OK, I have 2 600 EX Canon flash units with the ST-E3 controller, but found them too slow for model work. I added a battery pack to help with recycle times, so I may be ok. If I were going to grab a kit or even a single head with a beauty dish, what would you recommend? So far I was dead set on the Einstein 640 with the commander system to remote control it. I planned to add a beauty dish and maybe a vagabond batt pack. The price for all of that was right around 1150.00. I hear good things about that light, but I knkow there are loads of options. I doubt I'd use it anywhere near a wedding or for events, but maybe for modeling and Senior Picture type shoots. Thoughts? 

I have never used off camera lights and have only used speed lights.


----------



## tiltshift (Mar 25, 2013)

personally I have a range of heads from Paul C Buff. unfortunately not the Einstein 640 so I can not comment on that head specifically, however I can say good things about my alien bees. which are of lower quality. I have the beauty dish and have gotten some good results with it. I will say that I found there to be trade offs with the alien bees when I compare them to other mono-lights I have used or even my canon flashes.

However as I am not a professional, just a serious hobbyist, so if I lack certain things it bothers me much less. 

for me i wouldn't go back and do it any differently. 
I have 2 b400, 2b800, and the ring flash (arb800) with a whole slew of light modifiers. If i wanted to have a the same flexibility of options with a profoto or elinchrom for example, I am sure I would have to spend 2-4 times as much. 

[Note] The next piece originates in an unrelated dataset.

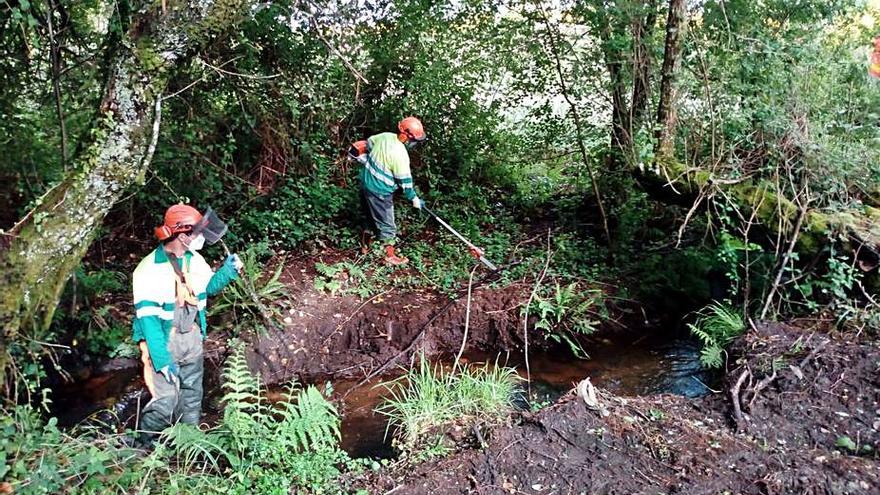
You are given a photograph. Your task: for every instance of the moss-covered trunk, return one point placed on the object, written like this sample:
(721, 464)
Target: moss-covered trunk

I haven't really directly answered your question, but this is my advise. If you are trying/actually making money with your photography, that is as your primary income I would go with the best system you can, profoto in my region is the industry standard. I know a few young photographers and they are all using elinchrom or profoto. as such finding readily available rentals, light mods is easy. so by starting with a high end system and slowly adding to it you will be less worried if it breaks as you can rent if needed. But if you just enjoy photography and occasionally make money then the Einstein will make you very happy and any delays in purchasing light mods and more lights is really a non issue as it wont really "cost" you downtime.

Note I think this way primary because of the availability and consistency of the lights rather then the final image result. As in the hands of a truly amazing photographer I believe he/she, in most cases could produce amazing images from either system.


----------



## dpedro (Mar 25, 2013)

http://www.bhphotovideo.com/c/product/602689-REG/Elinchrom_EL_20751KIT_BXRi_500_500_To_Go_2.html

I wonder how this kit would stack vs. the Einstein 640? Build quality, output, light quality, durability...etc


----------